Wife: "You don't even know what a sauna is, do you?"
Husband: "The word comes from the word water, right?"
After registering, I walk to my room in the Rabbit building. Passers-by, many of them wearing beige spa-issued robes, give me friendly hellos. Someone in a hammock, assuming I'm lost, asks if she can help me find my way. I overhear a woman who is putting on sunscreen say to a woman who is not putting on sunscreen, "Promise me that after all this healthy food, you will never eat at Starbucks again." "I'll promise for a week," is the reply.

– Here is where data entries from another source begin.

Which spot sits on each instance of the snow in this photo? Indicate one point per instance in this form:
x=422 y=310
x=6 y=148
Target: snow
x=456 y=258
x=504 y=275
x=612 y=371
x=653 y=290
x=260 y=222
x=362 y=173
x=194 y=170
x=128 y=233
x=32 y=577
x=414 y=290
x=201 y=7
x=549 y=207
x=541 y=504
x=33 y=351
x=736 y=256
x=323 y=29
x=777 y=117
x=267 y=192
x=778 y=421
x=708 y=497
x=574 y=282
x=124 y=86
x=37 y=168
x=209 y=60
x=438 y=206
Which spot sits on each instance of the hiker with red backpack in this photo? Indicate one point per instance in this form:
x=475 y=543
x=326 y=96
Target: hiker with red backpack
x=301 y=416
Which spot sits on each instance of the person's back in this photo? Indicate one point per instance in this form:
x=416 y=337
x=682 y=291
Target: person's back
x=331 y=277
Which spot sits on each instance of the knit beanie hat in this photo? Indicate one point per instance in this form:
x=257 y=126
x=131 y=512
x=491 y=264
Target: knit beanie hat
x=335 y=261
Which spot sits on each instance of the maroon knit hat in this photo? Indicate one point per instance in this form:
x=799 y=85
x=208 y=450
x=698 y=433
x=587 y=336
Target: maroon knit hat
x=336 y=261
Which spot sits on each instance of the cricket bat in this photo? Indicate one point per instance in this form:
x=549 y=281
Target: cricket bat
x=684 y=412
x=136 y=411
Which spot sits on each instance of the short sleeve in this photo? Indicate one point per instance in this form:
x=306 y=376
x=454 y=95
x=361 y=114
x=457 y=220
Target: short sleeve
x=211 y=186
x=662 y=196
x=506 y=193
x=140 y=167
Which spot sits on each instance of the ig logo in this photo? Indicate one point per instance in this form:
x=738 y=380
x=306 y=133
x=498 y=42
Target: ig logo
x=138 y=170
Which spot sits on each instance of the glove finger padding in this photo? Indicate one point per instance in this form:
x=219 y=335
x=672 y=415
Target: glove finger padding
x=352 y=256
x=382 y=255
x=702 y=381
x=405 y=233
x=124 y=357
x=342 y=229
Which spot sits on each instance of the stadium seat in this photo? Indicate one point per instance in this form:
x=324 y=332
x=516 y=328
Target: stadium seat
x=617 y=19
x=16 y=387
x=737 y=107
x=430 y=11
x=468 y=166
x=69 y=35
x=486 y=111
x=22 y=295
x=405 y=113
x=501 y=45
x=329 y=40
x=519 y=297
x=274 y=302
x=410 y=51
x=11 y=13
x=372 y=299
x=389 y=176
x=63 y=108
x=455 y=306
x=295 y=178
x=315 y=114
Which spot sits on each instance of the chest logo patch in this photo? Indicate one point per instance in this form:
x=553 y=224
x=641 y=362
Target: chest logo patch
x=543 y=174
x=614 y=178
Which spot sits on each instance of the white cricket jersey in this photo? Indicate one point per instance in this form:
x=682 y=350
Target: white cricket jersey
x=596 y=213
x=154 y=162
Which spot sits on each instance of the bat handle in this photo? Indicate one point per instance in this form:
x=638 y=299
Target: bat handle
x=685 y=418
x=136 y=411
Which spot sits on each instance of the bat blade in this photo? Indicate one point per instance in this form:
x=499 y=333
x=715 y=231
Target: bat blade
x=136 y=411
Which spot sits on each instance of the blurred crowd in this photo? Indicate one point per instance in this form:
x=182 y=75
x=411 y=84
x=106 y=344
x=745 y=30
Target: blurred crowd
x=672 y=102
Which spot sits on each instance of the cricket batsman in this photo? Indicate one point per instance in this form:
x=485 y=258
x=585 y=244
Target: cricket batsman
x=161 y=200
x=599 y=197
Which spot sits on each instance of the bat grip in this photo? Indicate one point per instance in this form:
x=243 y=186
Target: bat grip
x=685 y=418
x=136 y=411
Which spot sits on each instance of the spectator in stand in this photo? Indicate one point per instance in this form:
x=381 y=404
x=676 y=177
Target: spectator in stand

My room is large and, while not posh, more than adequate. From my window, I have a view of the red sandstone bluffs of Snow Canyon State Park in the distance. Spectacular, I think, though monotonously so. But hiking through those mountains the next morning, I am significantly awed by the landscape. The palette is predominantly rust, paprika, and what Crayola calls burnt sienna, but there's plenty of red, pink, and yellow, too, and a smattering of green (sagebrush) and charcoal black (fields of lava), and, I'm told, every other color when the desert flowers are in bloom. The display of sandstone domes, red-rock spires, dunes, volcanic deposits, and eccentrically weathered stone columns make the area an in-your-face geology lesson. Even if you've never been to the southwestern corner of Utah, I bet you have an accurate idea what it looks like, for this is cowboy country. Hundreds of movies and television series were filmed here, including Stagecoach, She Wore a Yellow Ribbon, Planet of the Apes, Exorcist II, The Lone Ranger, Have Gun— Will Travel, F Troop, Death Valley Days, Gunsmoke, Lassie, and Route 66.
That night I have dinner on the restaurant's patio. I am a bit annoyed by the water mister dampening my book as it cools the air, but I am pleased that it is okay with everyone that I sit alone and am unsociable. Unfortunately (given my weight-loss goals), the food is delicious. Entrées include grilled sirloin and chile-rubbed halibut with watermelon relish and sweet potato hash; for dessert there's pumpkin cheesecake, "deep dark" chocolate cake, and apple-walnut bread pudding, to give some examples. Butter, beer, and wine are also on offer. And, what a relief, so is artificial sweetener (Splenda).
Okay, you can see where this is heading, can't you?Despite myself, I have a good time. Did I mention that my room has cable TV and, best of all, a wireless Internet connection?